L’objectif, selon le personnage de Mahershala Ali, George « GH » Scott, serait de rendre la nation cible « aussi sourde, muette et paralysée que doable » afin de semer la confusion et éventuellement de renverser de l’intérieur le gouvernement d’un pays déjà divisé en déclenchant un conflit.
guerre civile.
Des pirates informatiques ou un adversaire étranger pourraient-ils mener une cyberattaque comme celle vue dans « Leave the Entire world Behind » ?
Le movie propose un scénario effrayant, mais hautement inconceivable, selon les professionals en cybersécurité.
Heitzenrater a souligné que les thoughts qu’il a exprimées à BI ne reflètent pas celles de RAND.
« La planification qui y est associée, et bon nombre de ces opérations, comme toute opération militaire… elles ne sont pas garanties », a déclaré Heitzenrater. « Donc, pour avoir autant de choses sur lesquelles vous allez agir, soyez assuré qu’elles vont toutes fonctionner et les exécuter dans un délai qui les rend toutes coordonnées de telle sorte que tout soit sorti d’un seul coup – ce serait être un travail très lourd pour quiconque, même pour un État-country.
»
À grande échelle ou à petite échelle
Prenons, par exemple, la façon dont le movie suggère que le services de téléphonie cell a été interrompu sur tous les réseaux aux États-Unis.
Bien qu’il y ait eu des cas où les réseaux cellulaires ont été fermés, Heitzenrater a déclaré que supprimer l’intégralité du réseau d’un seul fournisseur, tel que Verizon, propriétaire de son réseau de télécommunications, « serait difficile à imaginer ».
Il pourrait y avoir un facet chez un fournisseur dans lequel un mauvais acteur peut tirer parti d’une vulnérabilité qui peut avoir un effect sur l’ensemble de son réseau – dans son domaine de travail, Heitzenrater dit qu’il n’est pas du style à dire que tout est unattainable – mais c’est « beaucoup as well as probable ».
Le scénario serait un effect « in addition régional ou limité » sur un réseau de téléphonie mobile.
Il en va de même pour l’impact généralisé des transports. Dans le movie, les systèmes de navigation des navires, des avions et des Tesla sont en quelque sorte neutralisés.
Un strategy plus plausible serait un impact localisé sur les avions puisque le transportation aérien est de furthermore en additionally automatisé, a déclaré Heitzenrater.
mais que « la plupart des avions et des bateaux ont toujours la possibilité pour l’équipage de prendre le relais si quelque selected semble un raté. »
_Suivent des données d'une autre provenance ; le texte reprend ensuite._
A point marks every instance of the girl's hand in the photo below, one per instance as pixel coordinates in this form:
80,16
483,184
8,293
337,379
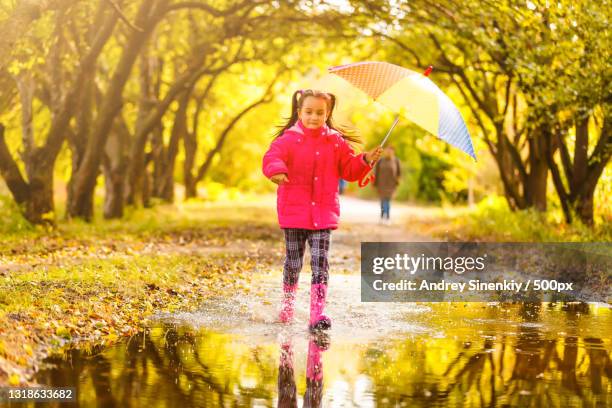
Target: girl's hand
279,178
373,155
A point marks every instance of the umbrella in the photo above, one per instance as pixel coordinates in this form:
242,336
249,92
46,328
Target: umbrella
412,95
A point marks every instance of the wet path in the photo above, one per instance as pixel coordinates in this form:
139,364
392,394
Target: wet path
232,353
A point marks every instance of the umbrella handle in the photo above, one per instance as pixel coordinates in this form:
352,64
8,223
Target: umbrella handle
367,178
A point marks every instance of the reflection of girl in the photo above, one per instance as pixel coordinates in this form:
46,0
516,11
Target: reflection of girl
287,391
387,173
306,160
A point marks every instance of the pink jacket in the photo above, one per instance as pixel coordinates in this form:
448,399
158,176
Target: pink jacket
314,160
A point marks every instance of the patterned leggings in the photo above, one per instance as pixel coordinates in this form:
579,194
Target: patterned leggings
295,244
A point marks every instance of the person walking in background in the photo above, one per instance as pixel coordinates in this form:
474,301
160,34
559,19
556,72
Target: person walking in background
387,177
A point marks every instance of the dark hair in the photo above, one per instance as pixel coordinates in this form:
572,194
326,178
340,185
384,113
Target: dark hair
330,99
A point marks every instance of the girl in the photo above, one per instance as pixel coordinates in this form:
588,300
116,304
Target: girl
306,160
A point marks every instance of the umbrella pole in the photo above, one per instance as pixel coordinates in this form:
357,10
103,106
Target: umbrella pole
389,132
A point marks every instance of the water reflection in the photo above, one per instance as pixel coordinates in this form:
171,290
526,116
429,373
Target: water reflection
287,390
484,356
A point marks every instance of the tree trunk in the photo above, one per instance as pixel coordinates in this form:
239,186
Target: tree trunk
85,182
114,167
166,184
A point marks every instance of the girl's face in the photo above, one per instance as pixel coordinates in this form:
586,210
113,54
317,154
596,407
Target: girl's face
313,113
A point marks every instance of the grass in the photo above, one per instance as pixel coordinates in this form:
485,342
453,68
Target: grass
491,220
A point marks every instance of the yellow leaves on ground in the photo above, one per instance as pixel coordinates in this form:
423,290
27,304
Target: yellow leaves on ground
65,291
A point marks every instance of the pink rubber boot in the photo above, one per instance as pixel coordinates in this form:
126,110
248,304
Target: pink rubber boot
288,303
318,321
313,397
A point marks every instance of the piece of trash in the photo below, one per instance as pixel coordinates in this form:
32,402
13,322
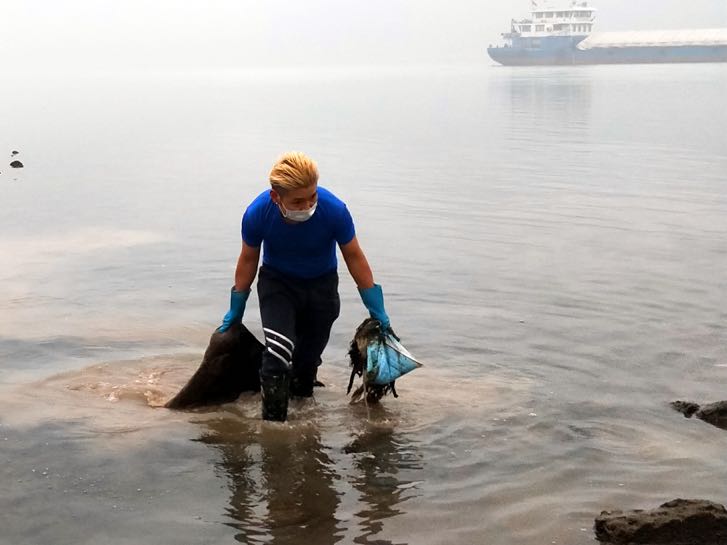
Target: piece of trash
379,358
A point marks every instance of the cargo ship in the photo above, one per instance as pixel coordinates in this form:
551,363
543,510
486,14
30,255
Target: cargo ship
565,36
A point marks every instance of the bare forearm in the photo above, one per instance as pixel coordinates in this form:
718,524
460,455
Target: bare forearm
360,271
246,269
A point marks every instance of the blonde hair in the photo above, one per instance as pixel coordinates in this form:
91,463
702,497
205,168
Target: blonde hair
293,170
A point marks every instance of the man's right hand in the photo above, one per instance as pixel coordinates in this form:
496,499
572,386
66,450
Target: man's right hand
237,309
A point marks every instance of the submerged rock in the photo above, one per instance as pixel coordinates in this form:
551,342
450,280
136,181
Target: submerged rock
713,413
678,522
230,366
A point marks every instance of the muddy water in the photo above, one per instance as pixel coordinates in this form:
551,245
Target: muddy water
551,244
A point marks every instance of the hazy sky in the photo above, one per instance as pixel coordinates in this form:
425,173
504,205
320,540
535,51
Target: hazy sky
178,34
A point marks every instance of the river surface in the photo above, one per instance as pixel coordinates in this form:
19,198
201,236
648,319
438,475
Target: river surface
552,244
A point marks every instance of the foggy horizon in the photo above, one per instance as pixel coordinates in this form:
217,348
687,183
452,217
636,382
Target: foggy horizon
106,36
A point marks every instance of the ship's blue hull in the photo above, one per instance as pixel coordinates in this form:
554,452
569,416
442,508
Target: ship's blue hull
517,56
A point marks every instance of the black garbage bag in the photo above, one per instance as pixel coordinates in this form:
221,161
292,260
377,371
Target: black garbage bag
379,358
231,365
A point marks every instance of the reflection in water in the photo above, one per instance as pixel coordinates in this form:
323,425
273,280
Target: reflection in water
381,453
287,485
282,483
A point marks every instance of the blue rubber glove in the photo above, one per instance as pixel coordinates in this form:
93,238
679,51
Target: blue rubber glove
237,309
373,298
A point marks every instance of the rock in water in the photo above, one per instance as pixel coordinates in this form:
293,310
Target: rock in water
712,413
678,522
231,365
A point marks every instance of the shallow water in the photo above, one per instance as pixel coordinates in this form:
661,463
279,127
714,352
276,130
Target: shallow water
552,243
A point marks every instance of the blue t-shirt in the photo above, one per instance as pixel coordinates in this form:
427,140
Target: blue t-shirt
301,250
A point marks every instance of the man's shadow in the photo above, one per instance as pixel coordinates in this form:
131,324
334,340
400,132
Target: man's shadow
287,486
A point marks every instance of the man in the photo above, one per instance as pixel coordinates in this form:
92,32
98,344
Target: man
298,225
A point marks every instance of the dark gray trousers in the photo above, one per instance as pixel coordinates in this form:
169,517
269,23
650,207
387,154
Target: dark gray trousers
297,316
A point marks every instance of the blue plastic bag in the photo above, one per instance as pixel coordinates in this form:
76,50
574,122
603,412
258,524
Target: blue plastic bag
387,360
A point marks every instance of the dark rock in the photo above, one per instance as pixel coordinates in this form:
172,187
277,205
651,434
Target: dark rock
678,522
230,366
713,413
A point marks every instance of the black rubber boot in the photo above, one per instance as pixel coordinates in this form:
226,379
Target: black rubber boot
301,386
275,392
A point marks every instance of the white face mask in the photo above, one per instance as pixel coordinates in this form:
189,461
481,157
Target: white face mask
298,215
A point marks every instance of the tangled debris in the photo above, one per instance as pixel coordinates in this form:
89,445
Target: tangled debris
231,365
368,331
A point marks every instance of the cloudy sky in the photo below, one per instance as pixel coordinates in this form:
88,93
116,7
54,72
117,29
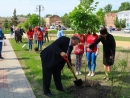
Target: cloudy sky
59,7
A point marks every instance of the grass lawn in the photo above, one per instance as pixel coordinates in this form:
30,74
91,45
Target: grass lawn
31,64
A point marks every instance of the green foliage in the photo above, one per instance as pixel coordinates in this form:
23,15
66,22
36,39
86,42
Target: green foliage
14,18
65,20
108,8
100,14
5,24
82,19
33,20
120,23
124,6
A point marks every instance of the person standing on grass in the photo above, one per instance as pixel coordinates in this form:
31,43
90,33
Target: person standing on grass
30,38
78,51
39,39
46,33
60,32
109,46
1,41
91,54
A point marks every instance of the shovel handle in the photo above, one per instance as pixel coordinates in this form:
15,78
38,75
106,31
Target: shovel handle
72,70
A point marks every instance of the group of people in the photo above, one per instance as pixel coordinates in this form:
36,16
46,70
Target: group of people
52,57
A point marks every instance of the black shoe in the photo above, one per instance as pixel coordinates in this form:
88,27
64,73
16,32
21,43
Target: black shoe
50,95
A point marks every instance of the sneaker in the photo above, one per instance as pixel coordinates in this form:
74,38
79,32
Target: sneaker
79,73
92,74
89,74
76,73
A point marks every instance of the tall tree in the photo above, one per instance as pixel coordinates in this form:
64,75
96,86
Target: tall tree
101,15
108,8
33,20
65,20
14,18
82,19
124,6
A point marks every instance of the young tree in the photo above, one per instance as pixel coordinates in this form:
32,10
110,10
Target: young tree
65,20
14,18
124,6
82,19
5,24
100,14
108,8
33,20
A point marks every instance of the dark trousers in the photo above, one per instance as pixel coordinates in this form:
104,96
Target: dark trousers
47,73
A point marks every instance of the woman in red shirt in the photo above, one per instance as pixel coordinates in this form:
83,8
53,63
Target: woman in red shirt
39,39
91,54
30,38
78,51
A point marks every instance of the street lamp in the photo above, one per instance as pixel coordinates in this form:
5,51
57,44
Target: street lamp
39,8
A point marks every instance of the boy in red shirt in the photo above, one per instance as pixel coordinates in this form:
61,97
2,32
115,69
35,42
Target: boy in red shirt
30,38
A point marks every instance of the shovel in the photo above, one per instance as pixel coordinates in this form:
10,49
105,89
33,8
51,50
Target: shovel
77,82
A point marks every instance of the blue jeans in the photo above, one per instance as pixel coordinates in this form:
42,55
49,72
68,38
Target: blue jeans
30,44
39,44
0,49
91,61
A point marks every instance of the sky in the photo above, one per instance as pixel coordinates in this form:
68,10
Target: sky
57,7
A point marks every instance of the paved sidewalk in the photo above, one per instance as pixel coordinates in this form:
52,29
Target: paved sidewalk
13,82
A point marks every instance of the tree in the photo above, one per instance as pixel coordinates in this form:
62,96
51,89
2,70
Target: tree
14,18
120,23
82,19
5,24
101,15
108,8
65,20
48,15
33,20
124,6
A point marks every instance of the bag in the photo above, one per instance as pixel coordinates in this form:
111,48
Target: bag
79,49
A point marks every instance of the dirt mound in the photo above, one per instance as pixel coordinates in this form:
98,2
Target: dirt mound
89,89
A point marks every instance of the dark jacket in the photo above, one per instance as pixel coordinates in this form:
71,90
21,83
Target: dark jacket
109,44
51,55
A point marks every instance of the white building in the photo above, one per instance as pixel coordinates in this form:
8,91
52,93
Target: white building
124,15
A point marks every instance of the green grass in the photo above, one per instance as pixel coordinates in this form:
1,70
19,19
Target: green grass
120,38
31,64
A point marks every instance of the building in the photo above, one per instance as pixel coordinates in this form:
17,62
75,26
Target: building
109,20
124,15
21,19
52,20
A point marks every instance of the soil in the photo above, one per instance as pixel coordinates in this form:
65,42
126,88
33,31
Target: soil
89,89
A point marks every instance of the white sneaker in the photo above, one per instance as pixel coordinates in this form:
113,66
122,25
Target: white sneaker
89,74
92,74
76,73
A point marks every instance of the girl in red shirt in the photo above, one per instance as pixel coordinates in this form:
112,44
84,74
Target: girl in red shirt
91,54
78,51
39,39
30,38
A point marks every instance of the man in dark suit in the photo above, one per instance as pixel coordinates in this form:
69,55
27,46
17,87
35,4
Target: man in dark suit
53,62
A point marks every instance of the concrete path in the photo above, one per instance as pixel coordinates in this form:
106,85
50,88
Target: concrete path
13,82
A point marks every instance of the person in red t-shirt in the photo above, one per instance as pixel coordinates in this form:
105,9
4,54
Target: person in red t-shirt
46,33
35,34
39,39
30,38
78,51
91,54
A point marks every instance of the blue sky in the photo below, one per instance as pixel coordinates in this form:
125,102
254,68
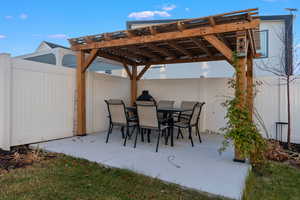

« Je ne pense même pas que cela serait possible », a déclaré Heitzenrater, ajoutant qu’un scénario additionally inquiétant serait celui où quelqu’un perturberait les systèmes de planification informatisés de la Federal Aviation Administration, auquel cas les vols devraient rester au sol jusqu’à ce que le problème soit résolu.
résolu.
La cyberguerre est-elle bon marché ?
Il est également difficile de dire si une cyberattaque de cette ampleur est « rentable ».
« Si je pouvais répondre à cette concern, j’aurais un de ces articles or blog posts auxquels tout le monde fait référence », a déclaré Heitzenrater.
Mais une opération de cette envergure ne serait certainement pas bon marché.
Ce qui peut rendre une cyberattaque « bon marché », c’est que les vulnérabilités d’un système particulier peuvent parfois permettre aux pirates d’atteindre de nombreuses cibles, et que l’acteur malveillant peut utiliser cette vulnérabilité à plusieurs reprises, a-t-il déclaré. Et dans le cas où un cybercriminel profiterait d’une certaine vulnérabilité grâce, par exemple, à un ransomware, l’opération serait relativement peu coûteuse.
Mais à in addition grande échelle, la découverte de vulnérabilités dans plusieurs secteurs nécessiterait d’immenses reconnaissances ou collectes de renseignements.
« Quand on y pense globalement, alors ce n’est pas aussi bon marché », a déclaré Heitzenrater.